Du symphonique de proximité
L’OSR aura aussi été un modèle du genre. «Nous avons pris le parti de nous recentrer sur la région en invitant des artistes qui vivent en Suisse, et de développer les activités de proximité», révèle le directeur général Steve Roger. «Une roulotte a été transformée en scène mobile. Nous sommes allés vers les EMS, devant l’hôpital ou dans des cours d’école. Nous avons même réalisé une mini-tournée romande.»
«Le temps libéré par les annulations a permis d’enregistrer des disques, avec Daniel Harding notamment. Et dans l’enchaînement, le chef a été invité à une résidence de deux ans, ce qui est unique. Il y a aussi eu des rendez-vous «one to one» avec un musicien jouant pour un auditeur dans des lieux séduisants, et le retour de notre calendrier de l’Avent, invitant chaque jour à une découverte musicale en ligne.»
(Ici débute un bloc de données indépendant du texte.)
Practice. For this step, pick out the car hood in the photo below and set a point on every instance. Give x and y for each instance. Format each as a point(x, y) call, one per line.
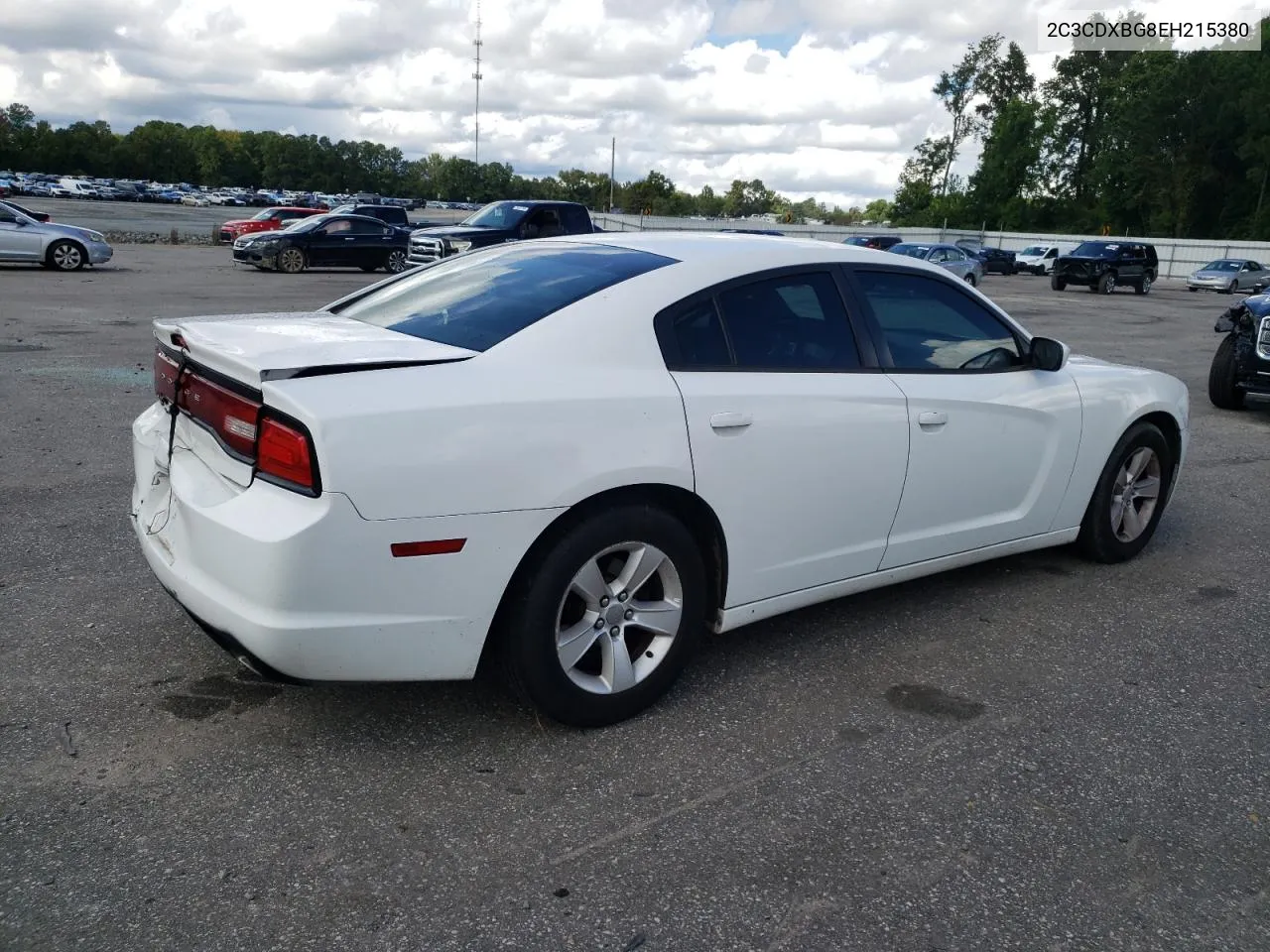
point(68, 230)
point(258, 347)
point(460, 231)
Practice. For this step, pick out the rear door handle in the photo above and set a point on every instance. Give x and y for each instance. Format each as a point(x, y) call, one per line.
point(730, 421)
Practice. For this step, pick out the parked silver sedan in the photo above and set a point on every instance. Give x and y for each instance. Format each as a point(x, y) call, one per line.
point(64, 248)
point(1229, 275)
point(951, 257)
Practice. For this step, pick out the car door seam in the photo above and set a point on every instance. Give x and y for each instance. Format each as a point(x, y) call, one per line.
point(1076, 456)
point(908, 462)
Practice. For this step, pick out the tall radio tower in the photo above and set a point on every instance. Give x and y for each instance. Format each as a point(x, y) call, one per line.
point(476, 76)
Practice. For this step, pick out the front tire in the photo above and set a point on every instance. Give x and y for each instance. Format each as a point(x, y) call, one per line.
point(1129, 498)
point(601, 624)
point(64, 257)
point(1222, 376)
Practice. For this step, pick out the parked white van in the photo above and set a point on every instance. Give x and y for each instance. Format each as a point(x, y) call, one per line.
point(1039, 259)
point(73, 188)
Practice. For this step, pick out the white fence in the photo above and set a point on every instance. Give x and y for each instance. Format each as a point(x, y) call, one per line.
point(1178, 257)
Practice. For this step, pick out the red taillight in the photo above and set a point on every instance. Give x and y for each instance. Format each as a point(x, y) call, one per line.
point(232, 417)
point(166, 376)
point(284, 453)
point(276, 448)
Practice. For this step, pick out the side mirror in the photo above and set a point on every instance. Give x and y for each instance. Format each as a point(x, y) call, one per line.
point(1048, 354)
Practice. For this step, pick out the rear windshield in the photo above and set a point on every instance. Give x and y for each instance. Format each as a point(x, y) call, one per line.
point(475, 301)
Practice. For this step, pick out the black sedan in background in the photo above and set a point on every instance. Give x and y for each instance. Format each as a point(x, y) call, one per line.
point(997, 261)
point(327, 241)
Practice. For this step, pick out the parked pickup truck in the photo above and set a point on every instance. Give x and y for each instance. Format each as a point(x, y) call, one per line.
point(497, 222)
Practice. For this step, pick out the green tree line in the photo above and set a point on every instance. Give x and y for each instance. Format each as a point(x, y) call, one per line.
point(1152, 143)
point(203, 155)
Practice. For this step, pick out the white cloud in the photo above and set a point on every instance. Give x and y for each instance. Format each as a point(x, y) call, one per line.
point(815, 96)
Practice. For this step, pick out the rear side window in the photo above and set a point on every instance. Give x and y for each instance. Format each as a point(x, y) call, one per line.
point(476, 301)
point(795, 322)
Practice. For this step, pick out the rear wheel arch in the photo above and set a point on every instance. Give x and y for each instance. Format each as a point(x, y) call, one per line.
point(688, 507)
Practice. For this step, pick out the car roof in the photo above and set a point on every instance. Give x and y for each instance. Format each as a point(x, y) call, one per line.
point(714, 255)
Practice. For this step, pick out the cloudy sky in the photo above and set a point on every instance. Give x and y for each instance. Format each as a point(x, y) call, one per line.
point(815, 96)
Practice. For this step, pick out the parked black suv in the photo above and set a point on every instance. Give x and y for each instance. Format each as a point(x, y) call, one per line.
point(1100, 266)
point(880, 241)
point(1241, 365)
point(497, 222)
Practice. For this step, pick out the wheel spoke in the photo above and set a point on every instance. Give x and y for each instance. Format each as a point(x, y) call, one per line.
point(1118, 504)
point(1147, 488)
point(658, 617)
point(1133, 521)
point(589, 583)
point(1138, 462)
point(640, 566)
point(616, 670)
point(572, 644)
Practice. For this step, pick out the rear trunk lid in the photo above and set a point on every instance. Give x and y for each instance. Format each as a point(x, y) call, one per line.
point(254, 348)
point(226, 359)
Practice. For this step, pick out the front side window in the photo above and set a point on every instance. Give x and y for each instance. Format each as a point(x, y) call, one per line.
point(795, 322)
point(479, 299)
point(930, 325)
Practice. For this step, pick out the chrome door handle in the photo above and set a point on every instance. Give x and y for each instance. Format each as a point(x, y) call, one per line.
point(730, 421)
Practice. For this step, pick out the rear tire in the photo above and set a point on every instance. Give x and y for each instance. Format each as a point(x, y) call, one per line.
point(291, 261)
point(553, 652)
point(1222, 375)
point(1123, 515)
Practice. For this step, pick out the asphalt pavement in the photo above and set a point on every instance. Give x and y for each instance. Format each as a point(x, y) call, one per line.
point(1030, 754)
La diffusion de la 9e Symphonie de Beethoven à 360 degrés, dans le Victoria Hall où les musiciens étaient disséminés, a aussi été un événement fort. Et la naissance du Festival Genève-Plage, en août, est une opération concluante qui sera poursuivie.
Une adaptation permanente
«Nous avons totalement intégré l’incertitude dans notre mode de gestion», explique de son côté Frédéric Steinbrüchel, directeur général de l’Orchestre de chambre de Genève. «Avant, on la subissait. La nécessité d’adaptation permanente est devenue la norme. Les cycles de préparation et de production sont plus courts et la façon d’organiser beaucoup plus rapide. L’apprentissage sera conservé. Les effectifs seront réduits, les concerts courts, les lieux ouverts ou intimes, les publics éloignés: ces propositions ont marqué notre activité.»
Ces productions originales ont aussi beaucoup sensibilisé le public. De retour en masse dans les salles, les spectateurs avides de vibration collective sont en quête de musique vivante, quelle qu’en soit la forme.